Outras vezes, porém, todo o trabalho e cuidados parecem ter sido inúteis. A quantidade de água ou de luz, o delicado revirar e adubar da terra, até mesmo o cantar parecem não ter dado qualquer resultado. Em algumas plantas, as flores recusam-se a surgir, as folhas caem, os ramos murcham irremediavelmente. Outras, me desafiam até quase esgotar a paciência: fingem que estão morrendo para exigir mais atenção, depois, como promessa, abrem uma pequena flor para, logo em seguida, indiferentes, não absorverem mais água; estiólam, ressecam, e eu insistindo até o dia em que pareço ouvi-las dizerem, com um sorriso zombeteiro: "Viu? Você não entendeu nada. Não era nada disso o que eu queria"... Ah! E há aquelas que vi nascer, pequeninas, cuidei e, não mais que de repente, descobri serem ervas daninhas, pragas a alastrar-se ameaçando todo o jardim (não disse que minha experiência era ainda muito limitada?).

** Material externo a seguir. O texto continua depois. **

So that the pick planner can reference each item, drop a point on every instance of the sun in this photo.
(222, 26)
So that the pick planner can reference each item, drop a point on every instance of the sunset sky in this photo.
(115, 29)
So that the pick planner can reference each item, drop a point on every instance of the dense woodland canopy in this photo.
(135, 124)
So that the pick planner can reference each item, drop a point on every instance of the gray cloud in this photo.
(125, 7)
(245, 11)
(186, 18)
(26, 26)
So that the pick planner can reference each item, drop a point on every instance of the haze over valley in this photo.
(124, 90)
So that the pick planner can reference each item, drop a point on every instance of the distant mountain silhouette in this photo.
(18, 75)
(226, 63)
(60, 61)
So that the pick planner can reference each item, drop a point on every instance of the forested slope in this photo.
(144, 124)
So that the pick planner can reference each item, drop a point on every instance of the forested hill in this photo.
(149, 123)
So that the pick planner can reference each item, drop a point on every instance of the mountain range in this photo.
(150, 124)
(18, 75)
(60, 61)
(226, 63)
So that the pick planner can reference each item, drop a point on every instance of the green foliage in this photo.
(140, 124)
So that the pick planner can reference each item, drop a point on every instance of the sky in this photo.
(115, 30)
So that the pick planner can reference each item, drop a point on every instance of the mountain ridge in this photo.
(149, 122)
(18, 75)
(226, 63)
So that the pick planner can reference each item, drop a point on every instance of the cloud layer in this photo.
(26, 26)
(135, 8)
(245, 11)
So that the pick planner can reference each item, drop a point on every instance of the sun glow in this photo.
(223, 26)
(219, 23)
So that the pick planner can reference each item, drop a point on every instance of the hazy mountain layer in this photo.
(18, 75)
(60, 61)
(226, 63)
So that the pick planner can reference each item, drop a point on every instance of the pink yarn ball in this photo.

Diante do (aparente) fracasso, que fazer? Este é o momento da difícil (as vezes terrível...) decisão. Penso então: dei tudo o que tinha, o melhor e mais belo de mim, fiz o que pude. Investi, tentei, aceitei os desafios. Que me resta? Só o deixar morrer....

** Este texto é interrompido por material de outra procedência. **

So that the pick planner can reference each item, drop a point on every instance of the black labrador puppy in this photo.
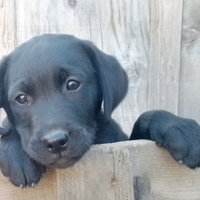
(59, 93)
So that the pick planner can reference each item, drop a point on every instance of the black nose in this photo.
(56, 143)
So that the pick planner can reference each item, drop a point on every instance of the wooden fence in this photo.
(158, 44)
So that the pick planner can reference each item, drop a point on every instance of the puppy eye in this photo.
(22, 99)
(73, 85)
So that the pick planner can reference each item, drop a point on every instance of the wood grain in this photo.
(164, 59)
(189, 97)
(121, 171)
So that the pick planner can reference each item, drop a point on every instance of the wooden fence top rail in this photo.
(133, 170)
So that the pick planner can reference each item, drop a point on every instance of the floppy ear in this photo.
(3, 67)
(112, 78)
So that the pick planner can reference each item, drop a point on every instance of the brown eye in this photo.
(22, 99)
(73, 85)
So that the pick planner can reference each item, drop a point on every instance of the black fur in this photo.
(56, 125)
(180, 136)
(53, 88)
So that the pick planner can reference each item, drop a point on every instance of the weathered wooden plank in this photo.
(189, 97)
(134, 170)
(164, 58)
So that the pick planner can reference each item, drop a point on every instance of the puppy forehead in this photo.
(44, 55)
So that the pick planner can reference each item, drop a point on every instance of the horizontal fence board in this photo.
(122, 171)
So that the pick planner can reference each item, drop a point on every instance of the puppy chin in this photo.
(62, 163)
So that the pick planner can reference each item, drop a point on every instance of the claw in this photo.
(21, 186)
(180, 162)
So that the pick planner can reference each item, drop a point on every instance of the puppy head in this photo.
(52, 88)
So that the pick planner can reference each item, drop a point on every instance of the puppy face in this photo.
(52, 91)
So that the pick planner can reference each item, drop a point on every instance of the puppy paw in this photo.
(15, 164)
(179, 136)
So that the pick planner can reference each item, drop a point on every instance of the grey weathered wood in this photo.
(164, 56)
(135, 170)
(157, 42)
(189, 97)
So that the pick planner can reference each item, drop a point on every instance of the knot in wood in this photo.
(189, 35)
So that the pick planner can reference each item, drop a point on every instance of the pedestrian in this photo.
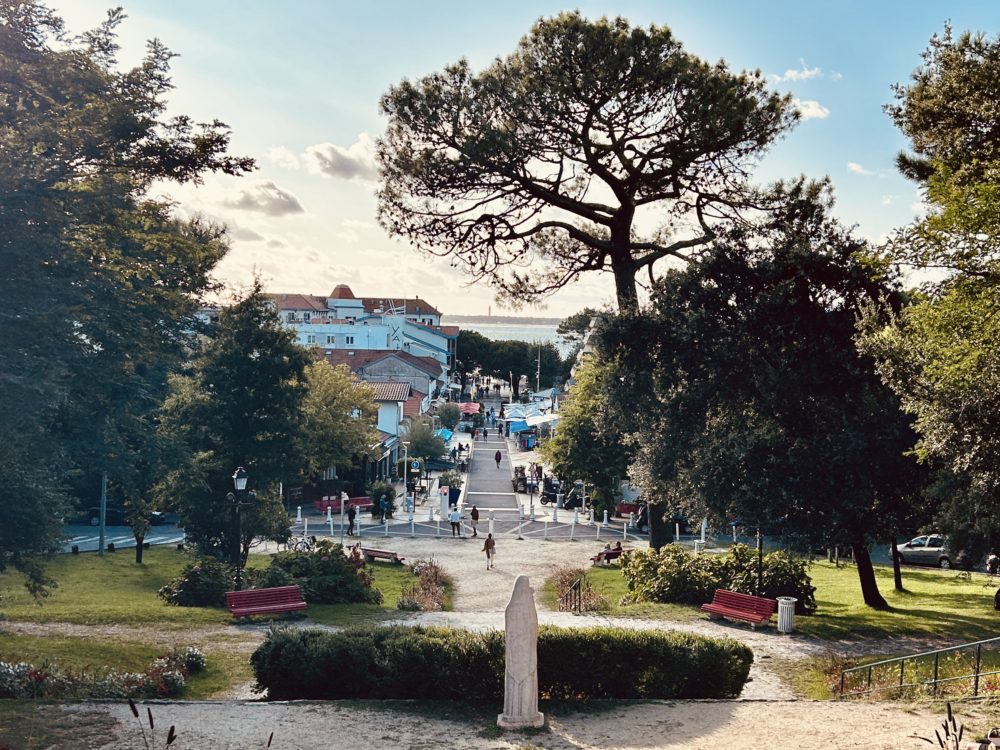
(490, 548)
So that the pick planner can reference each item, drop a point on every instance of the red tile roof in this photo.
(414, 306)
(389, 390)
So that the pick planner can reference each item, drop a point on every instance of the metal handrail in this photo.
(975, 676)
(572, 600)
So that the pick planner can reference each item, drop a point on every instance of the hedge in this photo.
(401, 662)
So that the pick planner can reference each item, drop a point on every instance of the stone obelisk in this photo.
(520, 695)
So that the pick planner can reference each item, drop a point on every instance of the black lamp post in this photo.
(237, 500)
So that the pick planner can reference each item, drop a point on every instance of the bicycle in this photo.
(302, 543)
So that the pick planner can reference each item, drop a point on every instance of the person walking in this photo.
(490, 548)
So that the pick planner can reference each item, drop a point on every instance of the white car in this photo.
(931, 549)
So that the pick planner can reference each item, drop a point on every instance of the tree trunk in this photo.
(866, 574)
(897, 575)
(660, 529)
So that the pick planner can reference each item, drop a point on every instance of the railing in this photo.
(925, 670)
(572, 600)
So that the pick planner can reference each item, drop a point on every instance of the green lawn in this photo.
(936, 604)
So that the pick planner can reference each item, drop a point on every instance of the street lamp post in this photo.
(237, 501)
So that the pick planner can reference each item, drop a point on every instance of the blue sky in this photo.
(299, 84)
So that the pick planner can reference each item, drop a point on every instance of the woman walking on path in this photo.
(490, 548)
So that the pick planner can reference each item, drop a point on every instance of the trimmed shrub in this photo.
(203, 583)
(403, 662)
(325, 574)
(675, 575)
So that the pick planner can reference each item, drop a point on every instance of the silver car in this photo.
(931, 549)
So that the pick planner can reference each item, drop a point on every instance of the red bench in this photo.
(381, 554)
(606, 556)
(265, 601)
(333, 503)
(753, 609)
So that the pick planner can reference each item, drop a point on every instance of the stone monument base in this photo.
(520, 722)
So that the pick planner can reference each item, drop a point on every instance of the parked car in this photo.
(930, 549)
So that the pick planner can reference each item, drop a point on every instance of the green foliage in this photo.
(203, 583)
(326, 575)
(450, 415)
(419, 431)
(240, 406)
(106, 276)
(581, 113)
(440, 663)
(337, 417)
(674, 575)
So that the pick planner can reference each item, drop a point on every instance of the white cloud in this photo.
(243, 233)
(798, 74)
(267, 198)
(810, 109)
(283, 157)
(357, 161)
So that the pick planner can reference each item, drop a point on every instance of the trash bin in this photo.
(786, 614)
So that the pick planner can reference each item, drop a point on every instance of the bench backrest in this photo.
(255, 597)
(744, 602)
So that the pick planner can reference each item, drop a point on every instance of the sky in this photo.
(299, 82)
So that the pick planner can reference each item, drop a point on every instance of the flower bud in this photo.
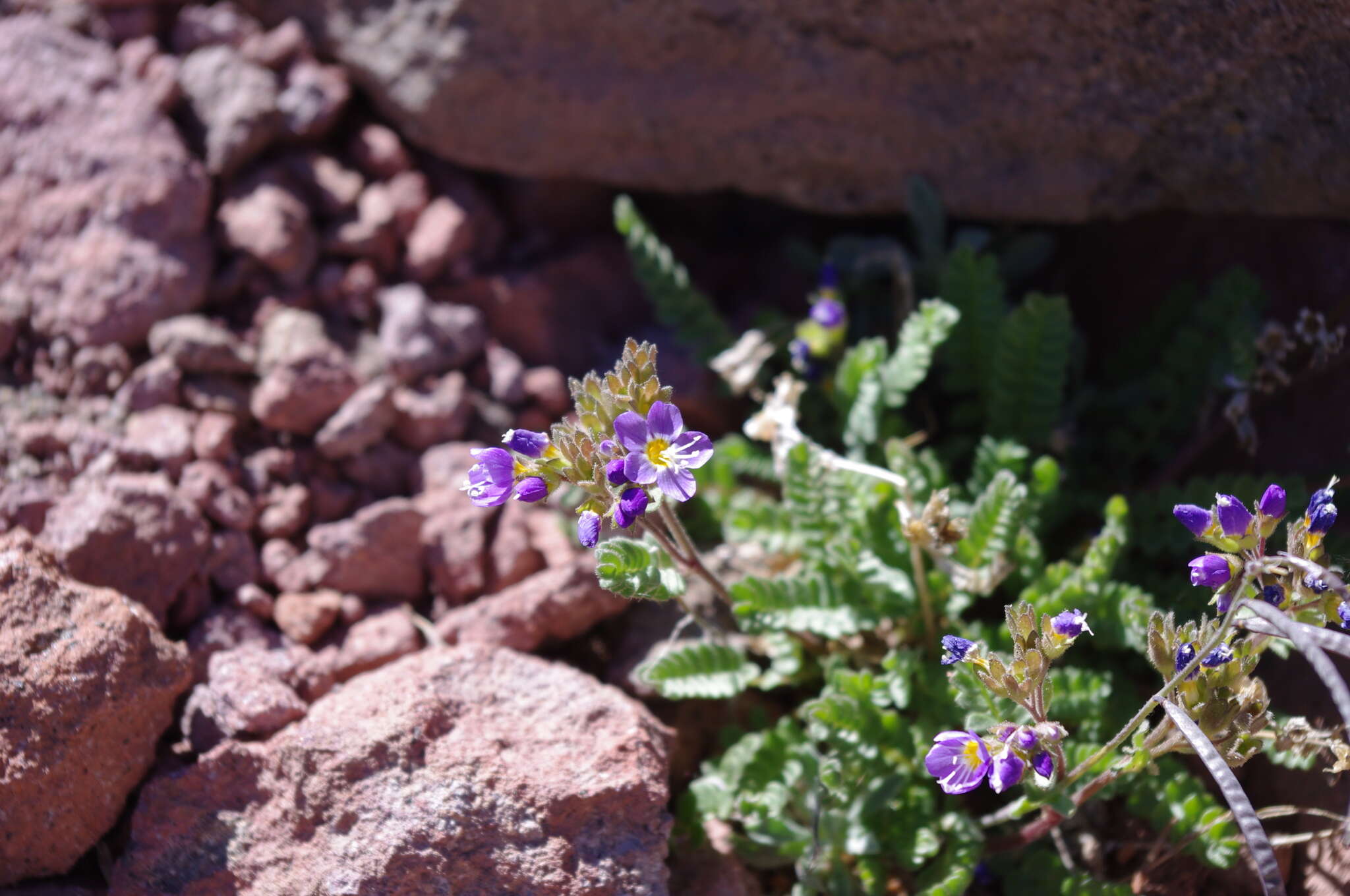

Morrer? Sim, e esta é a magistral lição que aprendi no jardim: por mais intensa que seja a dor da perda a enfrentar, temos de deixar morrer o que tem que morrer para que possa viver o que tem que viver. Para isso, mais que coragem precisamos de fé. Aceitar a morte é aceitar a vida, é crer no ancestral ciclo do universo: vida-morte-vida. As cinzas da planta morta são adubo (e aprendizagem) para a terra que deixamos vazia, onde novas e benditas sementes logo chegarão. É preciso crer: o vento, as aves, os insetos as trarão certamente. Reciclando...
Como diz a Clarissa, "algo espera que abramos espaço para ele, algo que paira perto de nós, algo que ama e espera que o terreno certo seja preparado para que ele possa se revelar... A terra está apenas descansando, na espera de que a semente venturosa chegue com o vento, com todas as bênçãos de Deus". A única coisa que não pode morrer nunca, segundo a autora e ao que aprendi no jardim, "é aquela força de fé que já nasce dentro de nós, que chama as novas sementes para os lugares áridos, maltratados, abertos, para que possamos nos ressemear."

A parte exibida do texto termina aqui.